Eliminar o sofrimento, não a vida!

Despenalizar ou legalizar a eutanásia é aumentar o desconforto dos idosos mais pobres, mais sozinhos, mais deprimidos e vulneráveis, que tenderão a questionar se não é tempo de deixarem de ser um fardo.

O PS sempre deu liberdade de voto e deixou [a eutanásia] à consciência de cada um dos deputados e, portanto, não tem uma posição de partida e não consta do programa de Governo.
António Costa, PÚBLICO, 24.09.2019

Verificando-se uma vontade de aprovar legislação que permita a eutanásia considero não poder ficar calado, porque, em certos momentos, calar é trair a nossa consciência. Deixo, aqui, algumas modestas notas.

Sou muito sensível às diferentes formas de sofrimento, com que são confrontados os mais vulneráveis, os mais velhos, os que têm doenças debilitantes, e creio que a ação política deve ter como um dos seus objetivos centrais erradicar o sofrimento evitável, mas considero que a eutanásia não é a resposta para o sofrimento, porque elimina não o sofrimento, mas a vida.

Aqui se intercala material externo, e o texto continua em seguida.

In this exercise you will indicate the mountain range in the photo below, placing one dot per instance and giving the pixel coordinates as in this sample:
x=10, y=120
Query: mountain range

O sofrimento na doença e no morrer atinge os mais velhos, mas também crianças com doenças muito dolorosas, e encontra-se desigualmente distribuído em função dos níveis de rendimento. São os cidadãos dos países mais pobres a nível internacional os que têm mais elevados níveis de sofrimento na doença. Entre nós são os mais pobres que têm acesso a piores cuidados continuados, quando têm, que muitas vezes não têm acesso a cuidados paliativos e aos medicamentos que permitem combater e limitar a dor com mais eficácia.

A prioridade tem de ser generalizar o acesso a cuidados continuados e a cuidados paliativos para todos, apoiar a investigação científica em todas as áreas que permita combater a dor e combater as doenças que mais sofrimento provocam. Os progressos verificados no combate ao VIH/sida devem ser uma inspiração para combater o cancro e outras doenças que comportam imensa dor ou as que provocam progressiva perda de consciência. Acompanhamos os que pensam que não nos podemos resignar aos níveis de sofrimento atualmente existentes, ser possível fazer progressos científicos nestas áreas se isso for considerado politicamente prioritário e houver o investimento necessário e os que defendem que são necessárias políticas públicas na linha do atrás referido.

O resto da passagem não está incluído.